I did warn him that I would go off on tangents and I needed Liam to hold MY THOUGHTS together and on track. And he said ‘no Kathleen, just go with it. It’s in the tangents that we will learn the most and that’s where the magic happens.’
I’m glad we wrote it as a hybrid creation, because if it had been left up to me, I would have over-thought every single line. It happened really quickly. It took three months in total; from the time I met him to it being published.
How hard was it to put your most inner thoughts and feelings down on paper?
It was emotional, as opposed to hard. I often describe it as when you read something about me, Eoghan and Ruairi, you are hearing or reading a sanitised version of it. I live with the un-sanitised version in my head. So, I process that all the time and it’s there all the time.
I’ve learnt how to manage the thoughts and what I need to do to keep myself sane in order not to lose my mind thinking about what happened to my boys.
That helped when writing, because nothing that I write down can ever be worse than what’s in my head.
It was hugely cathartic to be able to do that and do it in a very safe space. We established at the very beginning that if I made the decision not to publish, that was okay. That gave me a huge amount of control and why I was comfortable with it.
You wrote, “I had everything taken from me. My boys…and Sanj was in prison. It took me time to comprehend the evil he had done and to understand what he had been in my life, but he was gone too. From July 29, 2013, I was alone.”
This is written in the same chapter where your mother was afraid you would take your own life. Kathleen the book is very raw and honest.
It's what it was. I was very lucky to meet a very good psychologist quite early on. I met him for the first time about five weeks after losing the boys and I credit him completely for keeping me sane.
When it comes to any loss, in particular child loss, emotions and feelings can embed themselves inside of you and it's not always going to be healthy. Whereas I was able to talk that through with a professional who had a background in trauma counselling.
That allowed me to make sense of things, I’ve always said that I wasn’t suicidal, but there have been many times where I thought I don’t want to be here. The way I often describe it is, if I had a cancer diagnosis within those first couple of years, I don’t know if I would have wanted to treat it.
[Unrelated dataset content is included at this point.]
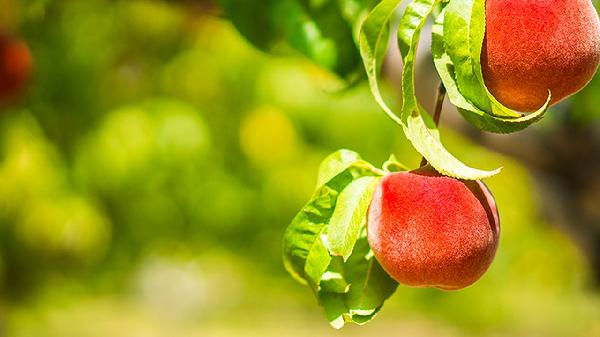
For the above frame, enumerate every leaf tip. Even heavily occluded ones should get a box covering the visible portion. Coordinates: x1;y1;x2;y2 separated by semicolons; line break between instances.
329;316;346;329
I would have just let it play out, in other words if something happened to me, I wouldn’t have been sorry.
It's different now, but I often talk about how death doesn’t scare me, because I am going to meet my boys.
I don’t want to get over the loss of my boys, I feel that every day. I am very aware that words can be very powerful. People say you move on, I don’t, I just move forward. It’s the same with grief, I don’t want to get over it, but I need to learn to live with it and find some meaning in that life and that’s what I’ve done.
Your home was a happy family home, and the boys idolised their dad. Were there any warning signs?
No there wasn’t. There was the embezzlement, which I found out about ten days before. So, things were strained with us at that particular point, but the boys would not have been aware of that. Prior to that we were just a normal happy family.
There was absolutely no way of predicting what was going to happen. Even on that Sunday night and throughout the Monday when the Gardai were coming and going, I kept thinking, Sanj will be ok, he has the boys with him, they will all be ok. It never occurred to me throughout that whole time that he would do anything to the boys.
What is your message for people?
Reach out for help. Whatever is going on, just please reach out. Or if you can’t do it yourself, have somebody do it on your behalf. Just have a conversation. To me that’s what it’s all about, because things are always fixable.
Kathleen Chada will be attending a book signing of her memoir ‘Everything’ in Kilkenny’s Easons at MacDonagh Junction on Saturday, June 10, 2023 at 12noon.